Second period was a free period. I used the iPad to check the news on the ash cloud and compose a short Keynote presentation with URLs for use in the next two classes.
Next two periods were junior computing classes. We’re focusing on the general election now, so I used the iPad to present the keynote slide of URLs I wanted the kids to spend time browsing, looking at the various parties use if the Internet, social media and online video.
Lunchtime, I used the iPad to do some system administration tasks on our server using iTeleport. iTeleport is an iPhone application, but it worked very well on the iPad. I’d like to see a dedicated iPad version of Apple Remote Desktop, but the iPhone VNC clients worked well as a stop-gap.

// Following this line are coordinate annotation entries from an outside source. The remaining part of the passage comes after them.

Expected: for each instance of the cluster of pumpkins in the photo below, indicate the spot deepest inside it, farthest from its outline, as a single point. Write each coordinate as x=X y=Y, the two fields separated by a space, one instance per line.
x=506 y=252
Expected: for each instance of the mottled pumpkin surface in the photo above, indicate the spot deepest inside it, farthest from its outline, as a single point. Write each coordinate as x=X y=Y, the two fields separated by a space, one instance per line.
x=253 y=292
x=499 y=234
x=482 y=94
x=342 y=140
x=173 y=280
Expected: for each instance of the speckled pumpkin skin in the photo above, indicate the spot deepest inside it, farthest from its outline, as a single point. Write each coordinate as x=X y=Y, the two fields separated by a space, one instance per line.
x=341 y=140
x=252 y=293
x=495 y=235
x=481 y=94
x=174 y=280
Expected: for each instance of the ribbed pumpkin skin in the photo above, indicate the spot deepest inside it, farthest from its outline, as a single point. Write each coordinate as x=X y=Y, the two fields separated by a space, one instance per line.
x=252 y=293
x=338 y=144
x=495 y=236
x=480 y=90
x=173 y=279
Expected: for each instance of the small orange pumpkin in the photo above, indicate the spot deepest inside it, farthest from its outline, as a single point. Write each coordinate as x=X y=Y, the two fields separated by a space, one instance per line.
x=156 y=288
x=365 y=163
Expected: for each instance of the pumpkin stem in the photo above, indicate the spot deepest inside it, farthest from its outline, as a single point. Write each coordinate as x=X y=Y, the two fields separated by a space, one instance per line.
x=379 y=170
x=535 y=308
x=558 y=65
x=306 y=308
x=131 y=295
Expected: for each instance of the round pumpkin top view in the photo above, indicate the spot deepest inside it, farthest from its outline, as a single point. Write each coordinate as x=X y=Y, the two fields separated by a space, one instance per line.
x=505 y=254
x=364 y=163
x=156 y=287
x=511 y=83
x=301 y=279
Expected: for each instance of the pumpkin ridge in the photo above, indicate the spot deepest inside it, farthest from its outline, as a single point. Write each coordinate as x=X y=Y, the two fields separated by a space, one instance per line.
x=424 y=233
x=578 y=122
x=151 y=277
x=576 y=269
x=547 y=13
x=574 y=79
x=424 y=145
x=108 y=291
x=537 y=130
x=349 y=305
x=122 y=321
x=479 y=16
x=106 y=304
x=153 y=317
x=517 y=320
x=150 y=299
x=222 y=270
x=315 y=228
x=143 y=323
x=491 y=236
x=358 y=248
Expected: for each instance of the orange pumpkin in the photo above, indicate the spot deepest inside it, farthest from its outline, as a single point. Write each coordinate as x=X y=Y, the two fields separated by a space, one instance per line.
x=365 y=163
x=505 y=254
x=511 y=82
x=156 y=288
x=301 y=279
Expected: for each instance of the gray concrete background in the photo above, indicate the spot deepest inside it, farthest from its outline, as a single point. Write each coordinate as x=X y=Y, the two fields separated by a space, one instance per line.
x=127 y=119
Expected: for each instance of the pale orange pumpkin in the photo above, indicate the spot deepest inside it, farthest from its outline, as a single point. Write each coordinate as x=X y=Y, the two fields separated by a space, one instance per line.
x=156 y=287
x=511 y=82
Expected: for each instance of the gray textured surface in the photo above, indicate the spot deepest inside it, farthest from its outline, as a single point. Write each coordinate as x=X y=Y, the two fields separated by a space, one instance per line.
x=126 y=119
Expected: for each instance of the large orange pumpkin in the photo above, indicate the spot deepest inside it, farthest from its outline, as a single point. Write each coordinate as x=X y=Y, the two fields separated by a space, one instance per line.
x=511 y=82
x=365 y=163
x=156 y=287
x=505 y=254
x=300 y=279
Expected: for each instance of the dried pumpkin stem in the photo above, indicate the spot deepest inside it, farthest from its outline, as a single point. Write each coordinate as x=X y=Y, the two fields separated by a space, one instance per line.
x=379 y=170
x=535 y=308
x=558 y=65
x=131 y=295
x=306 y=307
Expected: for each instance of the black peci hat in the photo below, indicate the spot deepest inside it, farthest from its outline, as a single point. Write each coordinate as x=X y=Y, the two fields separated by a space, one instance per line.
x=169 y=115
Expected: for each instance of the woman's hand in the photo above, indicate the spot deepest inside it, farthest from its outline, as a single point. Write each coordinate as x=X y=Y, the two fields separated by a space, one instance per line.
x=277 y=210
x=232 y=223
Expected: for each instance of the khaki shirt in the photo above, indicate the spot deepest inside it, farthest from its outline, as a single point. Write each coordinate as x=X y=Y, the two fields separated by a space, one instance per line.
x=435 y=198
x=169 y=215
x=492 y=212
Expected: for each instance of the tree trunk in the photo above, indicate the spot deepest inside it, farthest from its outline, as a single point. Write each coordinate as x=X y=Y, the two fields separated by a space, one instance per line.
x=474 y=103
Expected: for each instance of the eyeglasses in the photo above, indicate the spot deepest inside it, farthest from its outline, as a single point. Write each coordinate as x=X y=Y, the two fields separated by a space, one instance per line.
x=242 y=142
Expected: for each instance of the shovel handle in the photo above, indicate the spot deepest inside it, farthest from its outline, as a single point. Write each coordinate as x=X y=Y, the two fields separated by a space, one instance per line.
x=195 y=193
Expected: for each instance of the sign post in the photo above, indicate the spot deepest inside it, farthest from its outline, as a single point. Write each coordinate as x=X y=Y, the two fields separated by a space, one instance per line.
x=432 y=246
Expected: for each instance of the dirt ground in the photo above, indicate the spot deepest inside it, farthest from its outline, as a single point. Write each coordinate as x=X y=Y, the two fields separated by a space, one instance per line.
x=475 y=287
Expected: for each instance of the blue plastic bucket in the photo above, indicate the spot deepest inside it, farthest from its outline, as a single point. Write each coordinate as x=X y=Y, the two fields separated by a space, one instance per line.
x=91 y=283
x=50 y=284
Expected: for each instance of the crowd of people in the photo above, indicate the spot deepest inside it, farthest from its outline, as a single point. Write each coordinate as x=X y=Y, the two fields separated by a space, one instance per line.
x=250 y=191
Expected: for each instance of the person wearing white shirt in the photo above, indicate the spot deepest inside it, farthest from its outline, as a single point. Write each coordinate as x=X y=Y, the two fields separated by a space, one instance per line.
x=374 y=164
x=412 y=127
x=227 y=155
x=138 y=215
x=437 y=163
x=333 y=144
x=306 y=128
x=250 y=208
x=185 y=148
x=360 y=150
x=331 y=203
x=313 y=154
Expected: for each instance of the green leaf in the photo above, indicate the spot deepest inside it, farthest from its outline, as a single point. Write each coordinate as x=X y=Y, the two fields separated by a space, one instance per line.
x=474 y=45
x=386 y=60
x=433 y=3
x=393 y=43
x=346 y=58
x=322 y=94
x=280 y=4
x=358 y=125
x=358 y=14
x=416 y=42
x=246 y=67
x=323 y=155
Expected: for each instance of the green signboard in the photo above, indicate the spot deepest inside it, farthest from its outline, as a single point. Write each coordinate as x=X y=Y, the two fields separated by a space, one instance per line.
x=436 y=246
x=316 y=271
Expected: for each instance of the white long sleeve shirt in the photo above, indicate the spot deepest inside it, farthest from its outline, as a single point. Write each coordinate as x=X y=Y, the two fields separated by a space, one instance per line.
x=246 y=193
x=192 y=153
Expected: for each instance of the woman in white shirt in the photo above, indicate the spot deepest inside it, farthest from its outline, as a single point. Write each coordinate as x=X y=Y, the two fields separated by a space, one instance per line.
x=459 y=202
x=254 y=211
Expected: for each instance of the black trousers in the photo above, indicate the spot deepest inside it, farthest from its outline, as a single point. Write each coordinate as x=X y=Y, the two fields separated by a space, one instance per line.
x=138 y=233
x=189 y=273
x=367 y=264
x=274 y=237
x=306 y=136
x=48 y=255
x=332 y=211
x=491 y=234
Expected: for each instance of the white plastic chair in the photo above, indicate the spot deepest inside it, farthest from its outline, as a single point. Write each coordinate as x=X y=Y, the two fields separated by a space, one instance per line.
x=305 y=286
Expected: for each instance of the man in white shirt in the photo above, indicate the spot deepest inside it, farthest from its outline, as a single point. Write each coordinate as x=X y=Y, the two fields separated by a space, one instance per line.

Last two periods were a bit disrupted due to large chunks of those classes still stranded around Europe, but I would have been working with existing paper materials in those classes.
After school, I ran an in-service course on our use of Basecamp. Basecamp mostly works well on the iPad (file uploads are tricky though). I couldn’t use the iPad at all for this because it can’t project a web page. Mobile Safari only works with a projector when playing html5 video.
So that’s pretty much a typical school day for me. The iPad worked well, within it’s known limitations.
It won’t do everything, though. I couldn’t teach my Ruby programming class from an iPad, for example. However, it’s a very solid device for the vast majority of computer based activities in school, so far as I can tell.
One of the best things? It’s ten minutes until the end of the day, I’ve been working on it all day and the battery is still at 56%. this alone makes it a really big deal for education. I know of one local school that has a trolley of laptops lying unused because they can’t get Health and Safety approval to plug them into the wall in the classroom.